Accepts input as ASCII. outputs as binary. The header adds 48 (ASCII 0) to the count so that small outputs appear as ASCII digits.

This is a complete rewrite of my previous answer below, taking into account everything I could have done better. In particular, I set up a specific cell with a 1 in it to help with the IF operation instead of trying to use other nonzero cells to assist.

There are a few more bytes to save with this approach if I have time later. It's still the highest scoring answer, but it isn't the longest anymore, which is gnerally as good as it gets with Brainfuck.

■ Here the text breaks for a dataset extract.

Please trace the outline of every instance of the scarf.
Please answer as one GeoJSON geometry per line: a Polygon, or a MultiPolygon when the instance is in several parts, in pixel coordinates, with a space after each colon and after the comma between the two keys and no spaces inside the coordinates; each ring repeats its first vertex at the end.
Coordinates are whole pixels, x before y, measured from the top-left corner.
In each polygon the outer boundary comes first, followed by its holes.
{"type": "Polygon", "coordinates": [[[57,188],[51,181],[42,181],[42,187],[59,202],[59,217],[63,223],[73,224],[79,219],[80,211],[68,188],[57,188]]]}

+>>                     Put a 1 in cell 0 then move to cell 2
,[                      take an input in cell 2 and loop until end of string marked by 0 encountered
<++++[----->>->+>+<<<<] Put 260 mod 256=4 in cell 1; iterate 260/5=52 times to subtract 52 from cell 3 and store 52 in cells 4 and 5
----[---->-<]>-         Put minus 4 = 252 in cell 1; iterate 252/4=63 times to subtract 63 from the input; then reduce by one more  
>+>                     add 1 to cell 3
[--<<-[<]<[>>>+<<]>>>]  iterate 26 times UPPERCASE using 52 in cell 4; if not zero add 1 to cell 3 
<<------>>>             subtract 6 from the input 
[--<<<-[<]<[>>>+<<]>>>>]iterate 26 times LOWERCASE using 52 in cell 5; if not zero add 1 to cell 3
<<<                     overall cell 3 has increased by 0 if input is a letter or 1 if not a letter
,]                      take more input into cell 2 until end of string marked by 0 encountered
>.                      output count from cell 3 

brainfuck, 146 138 bytes

,[<++++[-----<-<+<+<+>>>>]>----------<<<<<[->>>>>-<<<<<]>>>>>--<<<<[-->>>>-[<]<[+>]<<<]>>->>------<<<[-->>>-[<]<[+>]<<]>++[->>>+<<<]>>,]>.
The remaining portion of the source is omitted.